There's a helper in the fsck code that these passes use, `walk_inode()`, that
fetches the inode for the current inode number when it changes. This will
probably change to load every copy of that inode, in each snapshot ID. Also,
where we have to maintain state we'll have to duplicate that state for every
snapshot ID that exists at that inode number.

We'll also need to know, for every key that we process, which snapshot IDs it is
visible in: so that e.g. the extents pass can correctly count `i_sectors`.

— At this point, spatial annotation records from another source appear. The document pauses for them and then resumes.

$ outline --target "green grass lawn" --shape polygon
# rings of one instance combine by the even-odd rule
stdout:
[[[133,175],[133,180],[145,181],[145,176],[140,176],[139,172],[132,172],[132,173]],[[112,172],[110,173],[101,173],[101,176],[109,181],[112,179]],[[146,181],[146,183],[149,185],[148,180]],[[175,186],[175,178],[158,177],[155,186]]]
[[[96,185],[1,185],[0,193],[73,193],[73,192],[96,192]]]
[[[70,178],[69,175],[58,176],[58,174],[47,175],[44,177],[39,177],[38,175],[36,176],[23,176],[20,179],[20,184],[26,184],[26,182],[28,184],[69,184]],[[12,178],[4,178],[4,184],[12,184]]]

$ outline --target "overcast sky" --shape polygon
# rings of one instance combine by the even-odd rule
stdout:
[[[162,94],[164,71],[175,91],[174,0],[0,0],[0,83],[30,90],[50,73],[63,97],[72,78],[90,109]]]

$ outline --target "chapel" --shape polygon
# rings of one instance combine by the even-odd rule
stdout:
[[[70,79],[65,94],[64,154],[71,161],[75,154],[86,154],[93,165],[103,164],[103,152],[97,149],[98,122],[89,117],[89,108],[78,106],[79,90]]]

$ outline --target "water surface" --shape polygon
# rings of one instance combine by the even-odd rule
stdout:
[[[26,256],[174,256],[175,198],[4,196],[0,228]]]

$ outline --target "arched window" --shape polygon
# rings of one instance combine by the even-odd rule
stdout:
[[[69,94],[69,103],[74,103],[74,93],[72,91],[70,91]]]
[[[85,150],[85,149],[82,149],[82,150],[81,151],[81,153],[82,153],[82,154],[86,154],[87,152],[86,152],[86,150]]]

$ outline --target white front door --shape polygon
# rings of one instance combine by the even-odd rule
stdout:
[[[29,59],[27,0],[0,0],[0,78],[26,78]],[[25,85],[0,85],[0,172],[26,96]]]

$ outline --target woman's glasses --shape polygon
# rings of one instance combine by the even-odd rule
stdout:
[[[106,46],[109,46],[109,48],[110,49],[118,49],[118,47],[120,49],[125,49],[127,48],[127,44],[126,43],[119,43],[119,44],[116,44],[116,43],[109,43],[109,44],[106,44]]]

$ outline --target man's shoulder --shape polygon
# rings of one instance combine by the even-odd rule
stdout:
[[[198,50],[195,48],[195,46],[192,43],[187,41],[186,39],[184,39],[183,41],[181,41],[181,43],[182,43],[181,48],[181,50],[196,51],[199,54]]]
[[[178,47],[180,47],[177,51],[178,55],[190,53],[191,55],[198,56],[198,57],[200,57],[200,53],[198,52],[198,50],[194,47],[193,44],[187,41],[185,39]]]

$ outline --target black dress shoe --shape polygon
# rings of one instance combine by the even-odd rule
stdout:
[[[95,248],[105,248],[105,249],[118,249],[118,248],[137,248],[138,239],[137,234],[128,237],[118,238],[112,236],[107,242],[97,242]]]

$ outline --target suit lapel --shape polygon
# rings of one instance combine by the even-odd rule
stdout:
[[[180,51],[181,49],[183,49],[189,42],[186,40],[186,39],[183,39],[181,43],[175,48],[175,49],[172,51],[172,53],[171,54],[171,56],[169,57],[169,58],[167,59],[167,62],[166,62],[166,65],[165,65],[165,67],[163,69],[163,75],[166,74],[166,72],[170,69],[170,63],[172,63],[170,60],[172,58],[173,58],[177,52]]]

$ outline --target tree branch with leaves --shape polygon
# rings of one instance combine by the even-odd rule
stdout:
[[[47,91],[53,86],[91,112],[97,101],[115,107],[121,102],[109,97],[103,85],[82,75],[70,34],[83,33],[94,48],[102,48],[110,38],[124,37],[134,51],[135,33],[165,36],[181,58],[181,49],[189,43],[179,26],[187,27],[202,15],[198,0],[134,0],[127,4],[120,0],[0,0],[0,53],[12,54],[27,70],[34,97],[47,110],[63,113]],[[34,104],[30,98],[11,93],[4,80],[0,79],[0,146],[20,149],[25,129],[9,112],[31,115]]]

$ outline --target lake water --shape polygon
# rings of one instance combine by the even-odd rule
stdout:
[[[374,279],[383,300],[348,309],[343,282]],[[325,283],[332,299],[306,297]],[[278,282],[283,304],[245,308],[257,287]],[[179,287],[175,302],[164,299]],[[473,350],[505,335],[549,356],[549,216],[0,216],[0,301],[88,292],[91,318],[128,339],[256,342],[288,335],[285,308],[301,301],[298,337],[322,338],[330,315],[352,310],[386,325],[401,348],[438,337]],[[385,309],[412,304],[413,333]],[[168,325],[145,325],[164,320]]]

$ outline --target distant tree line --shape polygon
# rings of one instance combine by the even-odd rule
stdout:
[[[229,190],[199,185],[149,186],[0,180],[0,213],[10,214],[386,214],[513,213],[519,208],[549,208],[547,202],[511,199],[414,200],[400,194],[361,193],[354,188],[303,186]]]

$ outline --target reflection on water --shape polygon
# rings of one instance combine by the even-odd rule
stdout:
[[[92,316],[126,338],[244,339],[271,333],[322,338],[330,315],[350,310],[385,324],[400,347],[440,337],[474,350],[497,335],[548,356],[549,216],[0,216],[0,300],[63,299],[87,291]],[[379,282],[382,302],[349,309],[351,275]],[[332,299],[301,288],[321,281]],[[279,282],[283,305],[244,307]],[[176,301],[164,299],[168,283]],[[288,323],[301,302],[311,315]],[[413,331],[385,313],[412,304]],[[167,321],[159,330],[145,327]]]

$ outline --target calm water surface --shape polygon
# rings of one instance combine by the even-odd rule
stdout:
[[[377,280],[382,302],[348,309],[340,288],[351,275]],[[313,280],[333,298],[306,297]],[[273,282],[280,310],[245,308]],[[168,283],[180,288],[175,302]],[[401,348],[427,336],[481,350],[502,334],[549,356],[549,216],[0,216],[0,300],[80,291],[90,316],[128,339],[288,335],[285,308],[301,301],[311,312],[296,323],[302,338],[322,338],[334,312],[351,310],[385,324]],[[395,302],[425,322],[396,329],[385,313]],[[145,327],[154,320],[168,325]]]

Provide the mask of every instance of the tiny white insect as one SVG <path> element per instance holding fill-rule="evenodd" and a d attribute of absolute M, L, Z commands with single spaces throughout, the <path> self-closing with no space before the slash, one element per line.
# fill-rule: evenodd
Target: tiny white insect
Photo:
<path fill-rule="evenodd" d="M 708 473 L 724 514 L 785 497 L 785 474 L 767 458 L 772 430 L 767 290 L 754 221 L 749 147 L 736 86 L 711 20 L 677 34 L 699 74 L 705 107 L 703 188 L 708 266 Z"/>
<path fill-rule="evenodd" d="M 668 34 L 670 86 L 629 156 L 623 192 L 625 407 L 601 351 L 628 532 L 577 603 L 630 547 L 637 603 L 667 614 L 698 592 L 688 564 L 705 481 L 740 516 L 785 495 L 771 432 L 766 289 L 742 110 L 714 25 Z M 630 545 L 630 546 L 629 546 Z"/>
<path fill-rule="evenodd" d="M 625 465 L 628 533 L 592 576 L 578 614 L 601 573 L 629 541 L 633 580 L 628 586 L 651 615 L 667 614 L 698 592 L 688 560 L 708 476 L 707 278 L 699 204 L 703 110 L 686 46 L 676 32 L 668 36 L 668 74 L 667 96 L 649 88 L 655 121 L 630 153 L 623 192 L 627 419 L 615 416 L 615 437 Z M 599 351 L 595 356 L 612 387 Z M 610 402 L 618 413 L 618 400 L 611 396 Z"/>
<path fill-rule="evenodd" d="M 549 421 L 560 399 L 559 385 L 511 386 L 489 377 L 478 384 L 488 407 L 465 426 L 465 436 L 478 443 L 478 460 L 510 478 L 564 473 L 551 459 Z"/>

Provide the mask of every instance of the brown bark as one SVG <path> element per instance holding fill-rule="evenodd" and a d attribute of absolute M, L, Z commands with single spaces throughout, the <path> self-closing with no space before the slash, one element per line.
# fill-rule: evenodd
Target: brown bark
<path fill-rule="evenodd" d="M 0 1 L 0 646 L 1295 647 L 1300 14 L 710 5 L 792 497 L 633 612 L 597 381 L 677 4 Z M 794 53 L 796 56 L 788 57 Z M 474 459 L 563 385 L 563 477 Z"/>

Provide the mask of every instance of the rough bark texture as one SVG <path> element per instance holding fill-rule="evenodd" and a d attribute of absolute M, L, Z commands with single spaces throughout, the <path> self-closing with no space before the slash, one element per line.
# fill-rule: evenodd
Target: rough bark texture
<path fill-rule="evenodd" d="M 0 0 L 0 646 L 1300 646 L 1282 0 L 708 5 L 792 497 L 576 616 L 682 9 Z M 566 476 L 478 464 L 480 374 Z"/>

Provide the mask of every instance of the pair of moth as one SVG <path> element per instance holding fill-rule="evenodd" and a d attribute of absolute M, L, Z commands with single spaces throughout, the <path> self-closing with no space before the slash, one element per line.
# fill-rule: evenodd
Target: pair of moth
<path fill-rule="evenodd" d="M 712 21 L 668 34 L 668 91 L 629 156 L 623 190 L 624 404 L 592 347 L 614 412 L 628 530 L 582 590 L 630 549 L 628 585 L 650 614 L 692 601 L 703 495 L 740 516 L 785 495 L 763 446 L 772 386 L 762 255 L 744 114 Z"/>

Note that "millions of snapshots" will not _typically_ mean "millions of snaphot
IDs at the same time" - when we allocate new inodes we pick inode numbers that
aren't in use in any other snapshot or subvolume, and most files in a filesytem
are created, written to once and then later atomically replaced with a rename
call. When we're dealing with a file that keys with many different snapshot IDs
we need to make sure we don't have any hidden O(n^2) algorithms, but if fsck
requires in the hundreds of megabytes of state to check these files with worst
case numbers of overwrites, that's not the end of the world.